Stevens noted that as people became more exposed to other cultures around the globe starting in the early 1800s, the art of Greece, Italy and even Egypt was incorporated into gravestone imagery. Urns, vines, weeping willows and rising suns, he believes depicting the resurrection, started to appear. He said that by the 1850s, there was far less iconography to be found on gravestones. He also said that the stones themselves changed from slate to marble and granite. At this point, Stevens suggested, “The stones stopped talking to us.”
The position of bodies in graveyards was also discussed. Steven described how bodies were placed in graves so that when the “great awakening” came, the whole body would sit up before rising to heaven, facing east toward the holy lands.
In concluding his presentation, Stevens offered the following titles for those interested in conducting further research into the gravestones of southeastern Massachusetts: “Early New England Gravestone Rubbing” by Edmund Vincent Gillon, Jr.; “The Masks of Orthodoxy – Folk Gravestones in Plymouth County” by Peter Benes; “Gravestones of Early New England and the Men Who Made Them” by Harriette Merrifield Forbes” and “Old Cemeteries of Southeastern Massachusetts” by Charles M. Thatcher.

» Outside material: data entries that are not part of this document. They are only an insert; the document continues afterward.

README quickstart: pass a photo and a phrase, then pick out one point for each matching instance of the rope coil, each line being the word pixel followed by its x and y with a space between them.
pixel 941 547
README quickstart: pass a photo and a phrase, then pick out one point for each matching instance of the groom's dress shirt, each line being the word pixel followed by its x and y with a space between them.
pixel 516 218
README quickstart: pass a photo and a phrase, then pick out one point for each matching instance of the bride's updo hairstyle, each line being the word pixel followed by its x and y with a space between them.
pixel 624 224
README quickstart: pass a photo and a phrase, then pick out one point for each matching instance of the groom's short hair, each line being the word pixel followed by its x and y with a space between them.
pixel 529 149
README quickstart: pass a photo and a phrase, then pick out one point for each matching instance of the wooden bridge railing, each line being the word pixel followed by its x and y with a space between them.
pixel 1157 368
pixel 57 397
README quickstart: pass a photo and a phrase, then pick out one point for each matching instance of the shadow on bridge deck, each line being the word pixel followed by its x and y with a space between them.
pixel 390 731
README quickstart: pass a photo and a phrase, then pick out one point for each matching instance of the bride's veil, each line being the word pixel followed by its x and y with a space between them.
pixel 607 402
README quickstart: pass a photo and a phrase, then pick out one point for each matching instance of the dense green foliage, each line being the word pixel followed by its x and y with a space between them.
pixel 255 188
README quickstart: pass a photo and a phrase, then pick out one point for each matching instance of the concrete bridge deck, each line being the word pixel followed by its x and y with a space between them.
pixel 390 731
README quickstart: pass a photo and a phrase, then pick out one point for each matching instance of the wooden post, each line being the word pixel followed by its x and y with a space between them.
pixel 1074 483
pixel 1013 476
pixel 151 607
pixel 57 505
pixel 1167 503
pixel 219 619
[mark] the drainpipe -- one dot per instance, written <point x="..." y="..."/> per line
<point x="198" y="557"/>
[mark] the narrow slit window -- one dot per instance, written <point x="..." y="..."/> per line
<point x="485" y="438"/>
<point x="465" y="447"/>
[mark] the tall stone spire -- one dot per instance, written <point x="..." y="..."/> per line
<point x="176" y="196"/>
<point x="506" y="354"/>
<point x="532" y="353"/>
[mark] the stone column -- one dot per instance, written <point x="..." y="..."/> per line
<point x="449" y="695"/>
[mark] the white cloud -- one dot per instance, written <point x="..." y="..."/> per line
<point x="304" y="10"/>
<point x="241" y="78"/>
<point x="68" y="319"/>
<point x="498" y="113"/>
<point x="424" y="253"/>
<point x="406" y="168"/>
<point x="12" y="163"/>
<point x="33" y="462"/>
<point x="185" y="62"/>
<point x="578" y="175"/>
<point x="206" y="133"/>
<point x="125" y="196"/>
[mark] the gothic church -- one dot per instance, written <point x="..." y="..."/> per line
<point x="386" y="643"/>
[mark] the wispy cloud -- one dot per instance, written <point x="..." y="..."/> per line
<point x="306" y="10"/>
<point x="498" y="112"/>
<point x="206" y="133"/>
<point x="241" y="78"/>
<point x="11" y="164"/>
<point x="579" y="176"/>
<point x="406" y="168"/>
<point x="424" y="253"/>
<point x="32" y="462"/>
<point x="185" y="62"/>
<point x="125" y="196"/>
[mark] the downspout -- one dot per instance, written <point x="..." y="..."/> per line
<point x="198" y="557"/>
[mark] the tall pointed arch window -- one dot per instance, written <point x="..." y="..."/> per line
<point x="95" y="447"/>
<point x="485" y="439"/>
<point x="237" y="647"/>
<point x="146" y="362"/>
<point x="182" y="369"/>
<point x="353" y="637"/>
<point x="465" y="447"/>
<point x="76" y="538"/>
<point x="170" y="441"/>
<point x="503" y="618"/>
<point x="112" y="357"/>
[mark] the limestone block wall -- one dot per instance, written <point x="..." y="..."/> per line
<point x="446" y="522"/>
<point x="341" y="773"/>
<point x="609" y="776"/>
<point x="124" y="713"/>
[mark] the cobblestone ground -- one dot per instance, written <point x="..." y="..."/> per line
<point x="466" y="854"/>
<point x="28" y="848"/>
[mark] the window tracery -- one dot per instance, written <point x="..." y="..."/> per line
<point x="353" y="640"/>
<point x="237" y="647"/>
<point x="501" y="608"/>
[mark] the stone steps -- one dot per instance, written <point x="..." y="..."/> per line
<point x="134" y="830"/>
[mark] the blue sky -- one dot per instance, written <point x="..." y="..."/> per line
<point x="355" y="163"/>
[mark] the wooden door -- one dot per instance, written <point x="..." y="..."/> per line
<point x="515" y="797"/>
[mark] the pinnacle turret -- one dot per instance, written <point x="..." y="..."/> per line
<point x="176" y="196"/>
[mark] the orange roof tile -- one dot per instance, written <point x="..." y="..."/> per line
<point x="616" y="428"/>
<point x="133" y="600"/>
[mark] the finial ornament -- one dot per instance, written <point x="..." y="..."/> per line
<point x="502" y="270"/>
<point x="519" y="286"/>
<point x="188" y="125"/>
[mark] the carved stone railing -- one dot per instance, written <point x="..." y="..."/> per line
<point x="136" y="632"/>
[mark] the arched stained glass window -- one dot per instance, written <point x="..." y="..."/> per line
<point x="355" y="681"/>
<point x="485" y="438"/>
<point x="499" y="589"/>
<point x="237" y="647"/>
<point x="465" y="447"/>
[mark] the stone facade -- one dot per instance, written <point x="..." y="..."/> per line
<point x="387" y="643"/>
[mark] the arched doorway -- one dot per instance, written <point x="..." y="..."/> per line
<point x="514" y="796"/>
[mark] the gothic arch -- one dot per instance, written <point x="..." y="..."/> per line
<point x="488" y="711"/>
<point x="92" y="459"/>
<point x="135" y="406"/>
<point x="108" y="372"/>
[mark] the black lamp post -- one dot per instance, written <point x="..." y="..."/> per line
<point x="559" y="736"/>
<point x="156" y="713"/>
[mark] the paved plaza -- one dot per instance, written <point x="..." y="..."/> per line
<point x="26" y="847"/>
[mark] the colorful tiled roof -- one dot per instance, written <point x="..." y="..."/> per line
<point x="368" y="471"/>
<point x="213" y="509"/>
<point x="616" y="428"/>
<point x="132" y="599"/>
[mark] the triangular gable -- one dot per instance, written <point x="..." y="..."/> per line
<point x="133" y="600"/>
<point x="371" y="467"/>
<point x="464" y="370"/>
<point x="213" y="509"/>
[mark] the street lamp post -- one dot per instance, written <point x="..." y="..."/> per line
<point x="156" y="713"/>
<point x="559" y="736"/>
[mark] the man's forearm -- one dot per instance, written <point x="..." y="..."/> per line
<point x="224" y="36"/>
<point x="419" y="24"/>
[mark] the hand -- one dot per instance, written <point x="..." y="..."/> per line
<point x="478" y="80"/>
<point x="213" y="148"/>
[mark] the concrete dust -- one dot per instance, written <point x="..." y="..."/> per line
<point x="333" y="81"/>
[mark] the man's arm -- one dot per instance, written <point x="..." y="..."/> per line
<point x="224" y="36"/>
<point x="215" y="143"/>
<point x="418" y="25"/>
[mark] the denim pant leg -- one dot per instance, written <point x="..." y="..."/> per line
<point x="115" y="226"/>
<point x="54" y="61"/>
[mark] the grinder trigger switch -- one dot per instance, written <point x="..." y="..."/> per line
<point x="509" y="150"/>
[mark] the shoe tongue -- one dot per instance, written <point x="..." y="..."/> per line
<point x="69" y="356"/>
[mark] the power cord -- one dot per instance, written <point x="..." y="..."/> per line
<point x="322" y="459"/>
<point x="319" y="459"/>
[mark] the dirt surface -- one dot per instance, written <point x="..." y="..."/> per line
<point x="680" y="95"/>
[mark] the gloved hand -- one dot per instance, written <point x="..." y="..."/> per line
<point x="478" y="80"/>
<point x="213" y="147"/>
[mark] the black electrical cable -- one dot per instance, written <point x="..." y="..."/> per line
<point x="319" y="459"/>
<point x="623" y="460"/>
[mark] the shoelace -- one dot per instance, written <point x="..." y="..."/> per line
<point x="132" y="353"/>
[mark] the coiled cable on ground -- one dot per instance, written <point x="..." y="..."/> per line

Rounding out the presentation was Rochester Historical Society member Kathy Phinney, who shared best practices for cleaning gravestones. “First and foremost, get permission,” Phinney said. Cemetery rules and regulations, along with familial ties to gravestones, need to be taken into consideration before cleaning should take place.
But the biggest cautionary statement Phinney made was, “Do not use household products.” She explained that many chemicals in cleaning products are far too harsh for stone, which is porous. She suggested a product called D2 Biological Solution and further cautioned not be scrub the stones’ surfaces.
A quick look at the internet on this subject also suggests taking into consideration local temperatures to ensure that water does not seep into the stone and freeze, causing cracking to occur.